Interleukin-7 is required for CD4+ T cell activation and autoimmune neuroinflammation

Brian R. Lawson, Rosana Gonzalez-Quintial, Theodoros Eleftheriadis, Michael A Farrar, Stephen D. Miller, Karsten Sauer, Dorian B. McGavern, Dwight H. Kono, Roberto Baccala, Argyrios N. Theofilopoulos

Research output: Contribution to journalArticle

12 Scopus citations


IL-7 is known to be vital for T cell homeostasis but has previously been presumed to be dispensable for TCR-induced activation. Here, we show that IL-7 is critical for the initial activation of CD4+ T cells in that it provides some of the necessary early signaling components, such as activated STAT5 and Akt.

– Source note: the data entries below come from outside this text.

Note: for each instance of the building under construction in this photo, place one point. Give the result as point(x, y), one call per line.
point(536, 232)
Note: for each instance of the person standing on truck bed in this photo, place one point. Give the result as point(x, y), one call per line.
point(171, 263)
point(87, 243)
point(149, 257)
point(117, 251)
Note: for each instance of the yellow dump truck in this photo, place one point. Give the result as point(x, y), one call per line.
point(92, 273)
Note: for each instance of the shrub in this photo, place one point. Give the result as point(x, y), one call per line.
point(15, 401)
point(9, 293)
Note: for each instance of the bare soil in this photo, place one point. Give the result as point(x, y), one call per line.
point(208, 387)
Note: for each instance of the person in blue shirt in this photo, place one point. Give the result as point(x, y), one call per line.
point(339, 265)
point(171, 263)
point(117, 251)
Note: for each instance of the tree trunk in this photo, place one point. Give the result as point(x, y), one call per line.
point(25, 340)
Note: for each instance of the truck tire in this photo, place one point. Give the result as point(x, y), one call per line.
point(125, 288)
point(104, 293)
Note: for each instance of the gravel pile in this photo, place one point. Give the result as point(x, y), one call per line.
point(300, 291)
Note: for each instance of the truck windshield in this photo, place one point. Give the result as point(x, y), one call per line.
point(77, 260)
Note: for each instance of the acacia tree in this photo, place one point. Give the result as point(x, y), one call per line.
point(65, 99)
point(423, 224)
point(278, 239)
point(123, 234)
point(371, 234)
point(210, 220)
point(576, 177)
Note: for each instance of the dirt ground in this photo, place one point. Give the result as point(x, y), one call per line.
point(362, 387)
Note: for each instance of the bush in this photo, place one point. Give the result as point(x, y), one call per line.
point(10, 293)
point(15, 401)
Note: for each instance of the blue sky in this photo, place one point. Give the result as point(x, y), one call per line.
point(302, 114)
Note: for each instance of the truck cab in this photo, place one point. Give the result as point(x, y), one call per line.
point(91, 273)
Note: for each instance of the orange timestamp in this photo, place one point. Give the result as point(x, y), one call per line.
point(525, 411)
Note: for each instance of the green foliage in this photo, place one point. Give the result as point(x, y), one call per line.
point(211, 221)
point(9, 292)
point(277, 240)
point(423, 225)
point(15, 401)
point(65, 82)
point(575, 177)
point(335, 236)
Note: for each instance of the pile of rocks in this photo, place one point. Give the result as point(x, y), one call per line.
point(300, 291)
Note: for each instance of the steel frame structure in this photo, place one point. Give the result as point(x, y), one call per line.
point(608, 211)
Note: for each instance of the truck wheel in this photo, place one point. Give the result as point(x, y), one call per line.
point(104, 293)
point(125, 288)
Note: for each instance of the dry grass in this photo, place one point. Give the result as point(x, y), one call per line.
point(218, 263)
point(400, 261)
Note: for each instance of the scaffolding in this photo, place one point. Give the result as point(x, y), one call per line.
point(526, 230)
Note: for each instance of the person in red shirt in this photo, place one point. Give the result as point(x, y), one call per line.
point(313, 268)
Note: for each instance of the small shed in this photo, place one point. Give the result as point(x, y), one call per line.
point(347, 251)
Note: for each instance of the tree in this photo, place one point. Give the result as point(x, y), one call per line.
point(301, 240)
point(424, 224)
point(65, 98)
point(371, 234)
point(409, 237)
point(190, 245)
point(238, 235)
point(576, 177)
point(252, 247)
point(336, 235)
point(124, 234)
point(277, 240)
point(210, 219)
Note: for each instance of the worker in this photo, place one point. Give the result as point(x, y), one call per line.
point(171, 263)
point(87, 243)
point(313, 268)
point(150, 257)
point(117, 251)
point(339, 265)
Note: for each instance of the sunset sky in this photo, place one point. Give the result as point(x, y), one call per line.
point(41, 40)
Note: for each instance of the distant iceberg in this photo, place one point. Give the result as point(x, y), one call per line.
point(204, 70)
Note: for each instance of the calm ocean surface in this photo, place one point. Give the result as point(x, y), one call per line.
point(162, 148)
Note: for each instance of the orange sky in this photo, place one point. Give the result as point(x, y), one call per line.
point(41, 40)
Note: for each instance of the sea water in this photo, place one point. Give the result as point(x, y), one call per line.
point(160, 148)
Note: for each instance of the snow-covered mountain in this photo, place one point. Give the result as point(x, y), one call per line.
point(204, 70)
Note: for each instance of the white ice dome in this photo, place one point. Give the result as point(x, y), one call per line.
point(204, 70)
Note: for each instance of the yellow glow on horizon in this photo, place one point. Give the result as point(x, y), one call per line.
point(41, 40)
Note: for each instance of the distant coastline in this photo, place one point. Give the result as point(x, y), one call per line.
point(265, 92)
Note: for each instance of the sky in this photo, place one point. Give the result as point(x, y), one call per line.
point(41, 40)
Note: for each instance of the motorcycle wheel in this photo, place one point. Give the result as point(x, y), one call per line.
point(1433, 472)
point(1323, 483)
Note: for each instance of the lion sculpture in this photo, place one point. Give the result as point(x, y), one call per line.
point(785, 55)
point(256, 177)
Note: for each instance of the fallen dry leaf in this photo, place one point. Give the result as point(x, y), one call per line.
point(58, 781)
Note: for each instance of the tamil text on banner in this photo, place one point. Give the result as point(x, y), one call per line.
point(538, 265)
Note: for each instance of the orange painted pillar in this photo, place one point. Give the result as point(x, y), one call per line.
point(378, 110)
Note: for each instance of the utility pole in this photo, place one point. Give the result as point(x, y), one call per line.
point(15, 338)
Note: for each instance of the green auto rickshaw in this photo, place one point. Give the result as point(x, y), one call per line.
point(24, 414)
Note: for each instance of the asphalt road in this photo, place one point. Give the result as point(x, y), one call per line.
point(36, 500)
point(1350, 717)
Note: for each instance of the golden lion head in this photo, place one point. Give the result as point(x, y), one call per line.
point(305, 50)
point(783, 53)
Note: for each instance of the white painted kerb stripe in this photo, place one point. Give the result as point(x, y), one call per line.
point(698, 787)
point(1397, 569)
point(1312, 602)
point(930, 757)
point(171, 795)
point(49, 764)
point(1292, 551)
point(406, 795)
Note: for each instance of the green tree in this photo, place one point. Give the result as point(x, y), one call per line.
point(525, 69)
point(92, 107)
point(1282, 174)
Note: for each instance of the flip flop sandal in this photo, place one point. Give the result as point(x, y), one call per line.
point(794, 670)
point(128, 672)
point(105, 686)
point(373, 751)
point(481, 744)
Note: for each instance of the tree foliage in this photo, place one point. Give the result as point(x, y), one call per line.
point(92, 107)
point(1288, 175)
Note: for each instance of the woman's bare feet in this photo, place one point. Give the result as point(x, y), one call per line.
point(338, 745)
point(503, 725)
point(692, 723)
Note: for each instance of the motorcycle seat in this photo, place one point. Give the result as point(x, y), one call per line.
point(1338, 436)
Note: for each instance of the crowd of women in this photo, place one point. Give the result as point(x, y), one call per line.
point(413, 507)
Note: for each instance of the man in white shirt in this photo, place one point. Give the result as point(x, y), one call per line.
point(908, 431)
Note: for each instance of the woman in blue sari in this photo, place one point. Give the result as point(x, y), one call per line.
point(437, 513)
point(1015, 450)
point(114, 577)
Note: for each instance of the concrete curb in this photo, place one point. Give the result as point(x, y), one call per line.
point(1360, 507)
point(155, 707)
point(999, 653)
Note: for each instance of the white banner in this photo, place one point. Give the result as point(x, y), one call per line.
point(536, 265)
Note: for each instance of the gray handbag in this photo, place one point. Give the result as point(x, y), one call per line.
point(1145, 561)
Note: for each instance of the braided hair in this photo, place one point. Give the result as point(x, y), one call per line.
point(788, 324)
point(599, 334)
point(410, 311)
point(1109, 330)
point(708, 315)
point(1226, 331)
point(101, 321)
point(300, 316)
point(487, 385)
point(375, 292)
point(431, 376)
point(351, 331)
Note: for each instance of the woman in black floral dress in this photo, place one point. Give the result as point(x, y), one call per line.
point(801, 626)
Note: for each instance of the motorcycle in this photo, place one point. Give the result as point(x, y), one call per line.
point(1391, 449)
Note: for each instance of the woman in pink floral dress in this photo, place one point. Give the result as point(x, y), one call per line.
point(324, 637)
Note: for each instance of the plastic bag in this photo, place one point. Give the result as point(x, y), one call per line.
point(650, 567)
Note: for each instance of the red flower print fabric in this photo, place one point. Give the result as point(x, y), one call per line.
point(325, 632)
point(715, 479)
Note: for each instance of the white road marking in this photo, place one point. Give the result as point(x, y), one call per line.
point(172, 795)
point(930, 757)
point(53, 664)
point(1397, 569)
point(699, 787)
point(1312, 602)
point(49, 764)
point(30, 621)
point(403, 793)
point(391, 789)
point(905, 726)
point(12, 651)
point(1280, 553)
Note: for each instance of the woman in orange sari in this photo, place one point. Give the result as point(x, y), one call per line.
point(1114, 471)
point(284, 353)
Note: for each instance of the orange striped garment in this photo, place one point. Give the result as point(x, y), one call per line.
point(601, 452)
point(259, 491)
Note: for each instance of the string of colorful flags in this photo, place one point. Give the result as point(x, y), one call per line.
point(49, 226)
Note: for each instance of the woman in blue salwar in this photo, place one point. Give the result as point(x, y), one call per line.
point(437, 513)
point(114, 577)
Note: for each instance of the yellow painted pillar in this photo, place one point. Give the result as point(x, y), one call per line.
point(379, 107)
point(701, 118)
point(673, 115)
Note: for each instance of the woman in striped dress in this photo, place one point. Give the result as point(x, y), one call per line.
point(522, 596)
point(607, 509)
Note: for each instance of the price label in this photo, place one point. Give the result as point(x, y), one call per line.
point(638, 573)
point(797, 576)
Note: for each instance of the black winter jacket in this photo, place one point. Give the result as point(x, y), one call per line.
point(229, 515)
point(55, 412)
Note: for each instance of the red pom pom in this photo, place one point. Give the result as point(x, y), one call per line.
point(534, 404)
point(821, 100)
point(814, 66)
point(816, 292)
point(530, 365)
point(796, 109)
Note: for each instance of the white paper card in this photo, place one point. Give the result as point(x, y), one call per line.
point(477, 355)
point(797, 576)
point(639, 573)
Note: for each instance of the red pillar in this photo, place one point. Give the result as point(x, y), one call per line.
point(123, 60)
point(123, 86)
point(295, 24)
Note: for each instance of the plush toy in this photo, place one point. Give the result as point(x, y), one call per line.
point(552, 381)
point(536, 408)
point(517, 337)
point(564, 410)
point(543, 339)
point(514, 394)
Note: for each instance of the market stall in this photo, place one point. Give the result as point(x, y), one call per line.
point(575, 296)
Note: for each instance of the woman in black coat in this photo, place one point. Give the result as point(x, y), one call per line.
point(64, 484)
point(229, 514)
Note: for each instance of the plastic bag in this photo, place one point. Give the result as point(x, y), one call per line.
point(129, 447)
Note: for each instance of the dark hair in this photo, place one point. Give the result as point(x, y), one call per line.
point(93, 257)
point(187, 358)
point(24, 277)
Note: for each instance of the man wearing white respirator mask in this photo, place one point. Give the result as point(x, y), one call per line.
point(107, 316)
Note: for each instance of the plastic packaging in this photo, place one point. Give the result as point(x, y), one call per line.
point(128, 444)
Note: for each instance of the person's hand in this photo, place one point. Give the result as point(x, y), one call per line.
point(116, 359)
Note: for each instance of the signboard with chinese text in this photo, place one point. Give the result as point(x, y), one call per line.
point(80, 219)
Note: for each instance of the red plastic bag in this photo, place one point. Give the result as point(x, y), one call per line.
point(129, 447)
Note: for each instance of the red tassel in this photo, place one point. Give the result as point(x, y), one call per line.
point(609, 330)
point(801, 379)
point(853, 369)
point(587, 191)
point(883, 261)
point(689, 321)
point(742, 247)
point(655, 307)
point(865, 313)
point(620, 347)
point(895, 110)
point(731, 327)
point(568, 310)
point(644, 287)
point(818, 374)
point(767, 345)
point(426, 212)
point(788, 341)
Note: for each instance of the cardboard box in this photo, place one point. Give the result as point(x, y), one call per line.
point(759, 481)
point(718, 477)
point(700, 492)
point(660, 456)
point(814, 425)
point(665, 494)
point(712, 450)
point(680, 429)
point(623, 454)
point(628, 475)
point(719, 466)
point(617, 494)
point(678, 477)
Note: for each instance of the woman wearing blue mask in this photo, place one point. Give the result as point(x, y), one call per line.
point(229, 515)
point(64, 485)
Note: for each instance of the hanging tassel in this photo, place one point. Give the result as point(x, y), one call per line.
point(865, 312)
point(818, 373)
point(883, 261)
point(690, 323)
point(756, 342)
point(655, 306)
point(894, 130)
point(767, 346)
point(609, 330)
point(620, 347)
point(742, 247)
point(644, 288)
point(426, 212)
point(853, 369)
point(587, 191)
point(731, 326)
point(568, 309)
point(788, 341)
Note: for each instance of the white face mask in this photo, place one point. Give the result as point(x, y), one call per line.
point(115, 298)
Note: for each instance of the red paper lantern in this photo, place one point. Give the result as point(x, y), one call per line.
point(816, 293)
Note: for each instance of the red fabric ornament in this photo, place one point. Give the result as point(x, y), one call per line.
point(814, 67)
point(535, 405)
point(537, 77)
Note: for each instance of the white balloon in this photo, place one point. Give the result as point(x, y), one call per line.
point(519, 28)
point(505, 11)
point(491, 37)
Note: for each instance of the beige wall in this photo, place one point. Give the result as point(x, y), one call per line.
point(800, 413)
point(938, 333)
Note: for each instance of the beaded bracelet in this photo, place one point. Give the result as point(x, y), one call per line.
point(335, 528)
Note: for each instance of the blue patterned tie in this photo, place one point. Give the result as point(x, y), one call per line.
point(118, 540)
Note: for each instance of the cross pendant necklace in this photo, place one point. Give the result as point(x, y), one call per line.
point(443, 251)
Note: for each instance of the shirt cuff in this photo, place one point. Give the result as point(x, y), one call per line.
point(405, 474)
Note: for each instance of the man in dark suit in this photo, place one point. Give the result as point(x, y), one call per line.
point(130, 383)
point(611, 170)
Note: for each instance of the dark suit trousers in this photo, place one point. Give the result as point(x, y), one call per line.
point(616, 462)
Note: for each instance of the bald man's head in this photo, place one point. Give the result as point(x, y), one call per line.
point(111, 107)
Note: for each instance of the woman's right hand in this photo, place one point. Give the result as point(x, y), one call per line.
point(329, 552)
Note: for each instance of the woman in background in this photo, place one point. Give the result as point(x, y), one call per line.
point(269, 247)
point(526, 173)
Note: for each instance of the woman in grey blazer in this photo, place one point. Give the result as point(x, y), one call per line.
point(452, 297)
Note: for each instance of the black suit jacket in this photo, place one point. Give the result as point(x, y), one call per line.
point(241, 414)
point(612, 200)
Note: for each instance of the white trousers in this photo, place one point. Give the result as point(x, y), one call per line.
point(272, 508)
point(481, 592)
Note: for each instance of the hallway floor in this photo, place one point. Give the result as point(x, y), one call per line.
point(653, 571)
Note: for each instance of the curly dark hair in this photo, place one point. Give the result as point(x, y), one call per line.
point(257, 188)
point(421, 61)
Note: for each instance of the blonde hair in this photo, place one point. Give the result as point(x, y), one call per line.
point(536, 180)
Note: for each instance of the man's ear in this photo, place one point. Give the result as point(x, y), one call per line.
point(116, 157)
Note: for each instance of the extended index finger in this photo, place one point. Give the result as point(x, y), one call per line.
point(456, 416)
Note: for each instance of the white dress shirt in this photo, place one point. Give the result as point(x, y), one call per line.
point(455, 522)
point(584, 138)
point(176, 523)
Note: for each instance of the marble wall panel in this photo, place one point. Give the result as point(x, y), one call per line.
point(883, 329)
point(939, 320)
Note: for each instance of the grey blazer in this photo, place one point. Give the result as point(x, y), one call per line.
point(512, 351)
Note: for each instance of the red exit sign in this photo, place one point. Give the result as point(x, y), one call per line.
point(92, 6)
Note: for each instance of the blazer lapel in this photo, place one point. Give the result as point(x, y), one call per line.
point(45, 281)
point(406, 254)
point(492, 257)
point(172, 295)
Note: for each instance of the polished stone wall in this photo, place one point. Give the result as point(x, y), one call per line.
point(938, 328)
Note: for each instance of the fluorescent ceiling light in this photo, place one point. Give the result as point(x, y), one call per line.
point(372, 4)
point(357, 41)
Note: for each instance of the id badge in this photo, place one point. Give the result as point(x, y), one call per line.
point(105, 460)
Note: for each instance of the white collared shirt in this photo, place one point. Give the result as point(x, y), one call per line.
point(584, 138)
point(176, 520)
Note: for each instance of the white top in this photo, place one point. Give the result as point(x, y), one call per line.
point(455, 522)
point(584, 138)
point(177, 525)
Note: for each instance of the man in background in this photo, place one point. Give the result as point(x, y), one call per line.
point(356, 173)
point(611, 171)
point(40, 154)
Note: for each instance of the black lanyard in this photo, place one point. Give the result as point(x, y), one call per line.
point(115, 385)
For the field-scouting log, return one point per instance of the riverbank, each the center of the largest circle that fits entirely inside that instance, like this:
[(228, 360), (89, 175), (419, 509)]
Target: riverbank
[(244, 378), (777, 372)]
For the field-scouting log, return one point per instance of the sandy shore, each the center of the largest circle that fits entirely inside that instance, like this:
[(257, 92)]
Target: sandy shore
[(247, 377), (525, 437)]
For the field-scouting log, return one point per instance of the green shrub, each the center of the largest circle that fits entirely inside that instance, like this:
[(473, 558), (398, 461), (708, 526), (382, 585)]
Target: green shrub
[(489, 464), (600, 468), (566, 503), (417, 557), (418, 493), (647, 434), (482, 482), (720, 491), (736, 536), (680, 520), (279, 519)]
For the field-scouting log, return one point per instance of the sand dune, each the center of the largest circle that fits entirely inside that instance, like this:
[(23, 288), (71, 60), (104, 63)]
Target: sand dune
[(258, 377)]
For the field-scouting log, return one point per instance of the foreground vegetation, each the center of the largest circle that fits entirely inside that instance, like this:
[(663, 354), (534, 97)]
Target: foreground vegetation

Accordingly, short-term in vivo IL-7Rα blockade inhibited the activation and expansion of autoantigen-specific CD4+ T cells and, when used to treat experimental autoimmune encephalomyelitis (EAE), prevented and ameliorated disease. Our studies demonstrate that IL-7 signaling is a prerequisite for optimal CD4+ T cell activation and that IL-7R antagonism may be effective in treating CD4+ T cell-mediated neuroinflammation and other autoimmune inflammatory conditions.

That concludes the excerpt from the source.